I am just forewarning you… things are about to get really campy for the upcoming onslaught of Halloween posts. I make no apologies, just warning.
With Halloween upon us it’s time for a little kitsch and carnage. What better than Bones & Body Parts? They’re sweet, sticky, savory, a little spicy… Need I say more?
This time of year, while everyone is gushing over pumpkin spice, I’m a little more focused on apples and cider. The Bones (aka baby back ribs) and Body Parts (or chicken legs) get marinated in a good apple cider. They take on a gentle apple flavor, nothing quite as strong as the cider itself, but there’s something about the essence of the cider that the meat takes on—it’s almost like you can smell the fall air when you bite into one of these severed appendages.
In addition to the cider, the marinate also gets both brown and turbinado sugar (for caramelization and sweetness), fresh minced red chilies (for a little heat), and garlic, Dijon and Worcestershire (for a punchy depth). The whole thing really comes together as simply as that; everything is chucked or poured into sealable bags, and then into the fridge where they’re forgotten for 24 hours. When the time comes, everything—marinade and all—get dumped into a roasting tray (or multiple, based on how much you plan on making), covered, and cooked in the oven low and slow until meltingly tender.

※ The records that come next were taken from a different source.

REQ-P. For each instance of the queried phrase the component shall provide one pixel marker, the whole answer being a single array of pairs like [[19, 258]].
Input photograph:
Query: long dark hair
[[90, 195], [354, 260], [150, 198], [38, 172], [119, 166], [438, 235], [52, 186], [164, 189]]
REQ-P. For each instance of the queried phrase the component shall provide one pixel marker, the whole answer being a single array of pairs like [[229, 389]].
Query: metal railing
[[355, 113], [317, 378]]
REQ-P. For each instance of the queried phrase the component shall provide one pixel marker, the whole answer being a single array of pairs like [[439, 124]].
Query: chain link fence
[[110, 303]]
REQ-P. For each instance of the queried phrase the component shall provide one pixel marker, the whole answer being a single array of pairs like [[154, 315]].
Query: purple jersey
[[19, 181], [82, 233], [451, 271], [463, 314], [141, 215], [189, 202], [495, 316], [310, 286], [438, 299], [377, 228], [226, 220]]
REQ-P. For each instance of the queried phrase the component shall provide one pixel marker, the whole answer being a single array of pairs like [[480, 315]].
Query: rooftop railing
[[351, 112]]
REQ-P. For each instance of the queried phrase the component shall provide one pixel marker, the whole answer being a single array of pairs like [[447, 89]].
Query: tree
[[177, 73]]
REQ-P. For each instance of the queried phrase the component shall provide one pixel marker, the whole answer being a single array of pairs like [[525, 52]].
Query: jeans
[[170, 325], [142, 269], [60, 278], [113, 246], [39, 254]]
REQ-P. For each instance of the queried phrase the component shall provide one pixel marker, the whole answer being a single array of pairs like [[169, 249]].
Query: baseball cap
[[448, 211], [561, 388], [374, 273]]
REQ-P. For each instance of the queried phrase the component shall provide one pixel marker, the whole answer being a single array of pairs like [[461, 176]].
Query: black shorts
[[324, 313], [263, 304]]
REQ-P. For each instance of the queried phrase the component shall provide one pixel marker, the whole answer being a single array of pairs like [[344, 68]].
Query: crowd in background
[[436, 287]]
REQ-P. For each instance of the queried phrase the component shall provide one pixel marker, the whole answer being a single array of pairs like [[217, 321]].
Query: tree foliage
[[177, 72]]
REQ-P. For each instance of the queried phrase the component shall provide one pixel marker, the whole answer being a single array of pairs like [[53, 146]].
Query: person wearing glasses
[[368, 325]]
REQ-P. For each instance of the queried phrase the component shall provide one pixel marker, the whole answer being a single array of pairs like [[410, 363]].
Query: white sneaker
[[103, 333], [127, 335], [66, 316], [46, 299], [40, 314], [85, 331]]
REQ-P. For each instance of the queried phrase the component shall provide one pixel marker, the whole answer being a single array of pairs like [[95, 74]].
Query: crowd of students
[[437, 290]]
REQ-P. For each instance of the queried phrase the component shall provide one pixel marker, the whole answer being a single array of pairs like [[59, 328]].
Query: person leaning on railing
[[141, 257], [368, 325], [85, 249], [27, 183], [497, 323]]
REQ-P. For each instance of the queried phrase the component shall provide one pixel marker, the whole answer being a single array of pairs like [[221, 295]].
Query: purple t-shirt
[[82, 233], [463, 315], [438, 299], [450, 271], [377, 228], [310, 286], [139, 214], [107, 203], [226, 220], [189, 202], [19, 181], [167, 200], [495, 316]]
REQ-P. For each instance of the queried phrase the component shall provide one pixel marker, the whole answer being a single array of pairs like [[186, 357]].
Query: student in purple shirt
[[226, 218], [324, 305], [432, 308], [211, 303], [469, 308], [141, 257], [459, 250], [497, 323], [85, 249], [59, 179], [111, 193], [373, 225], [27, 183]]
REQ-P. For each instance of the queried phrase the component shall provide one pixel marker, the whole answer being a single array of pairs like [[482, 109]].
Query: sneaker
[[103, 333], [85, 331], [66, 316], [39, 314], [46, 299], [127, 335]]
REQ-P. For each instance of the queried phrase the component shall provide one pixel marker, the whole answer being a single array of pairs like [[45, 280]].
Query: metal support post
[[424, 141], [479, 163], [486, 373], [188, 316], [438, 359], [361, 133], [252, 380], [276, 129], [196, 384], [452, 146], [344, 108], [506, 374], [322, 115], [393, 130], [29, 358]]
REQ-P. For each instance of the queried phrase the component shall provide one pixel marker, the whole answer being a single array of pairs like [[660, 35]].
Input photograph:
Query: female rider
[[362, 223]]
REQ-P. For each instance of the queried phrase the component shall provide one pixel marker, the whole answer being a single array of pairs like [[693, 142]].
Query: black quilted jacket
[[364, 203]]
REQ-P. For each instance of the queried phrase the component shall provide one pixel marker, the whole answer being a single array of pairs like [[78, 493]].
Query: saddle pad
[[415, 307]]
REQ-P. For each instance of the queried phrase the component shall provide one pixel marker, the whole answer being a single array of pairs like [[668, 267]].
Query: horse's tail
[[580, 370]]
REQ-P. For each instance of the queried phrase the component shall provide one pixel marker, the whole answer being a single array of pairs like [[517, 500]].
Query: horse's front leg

It is here where the real horror show begins. I’m not going to sugarcoat it. Cooking the chicken and ribs in a covered pan of liquid in the oven means that their fat melts off, which is in part what keeps the meat so tender, but all that fat has to go somewhere. Obviously, it collects in the pan. It’s kind of a horror show. So I remove the chicken and ribs to a plate while I dispose of the remaining contents of the pan. From there, I wipe the whole thing down and return the Bones and Body Parts to the pan, crank the oven, and roast them a little while longer until they start to caramelize and crisp up a bit. They get sticky and sweet, and it’s so good against the tender meat.
This fits in perfectly among an array of finger foods for a Halloween party, but if you’d rather make a meal of it I like having it with a Kale and Apple Salad.
All that’s left now is to tumble everything onto a big serving platter in a big pileup of butchery and serve.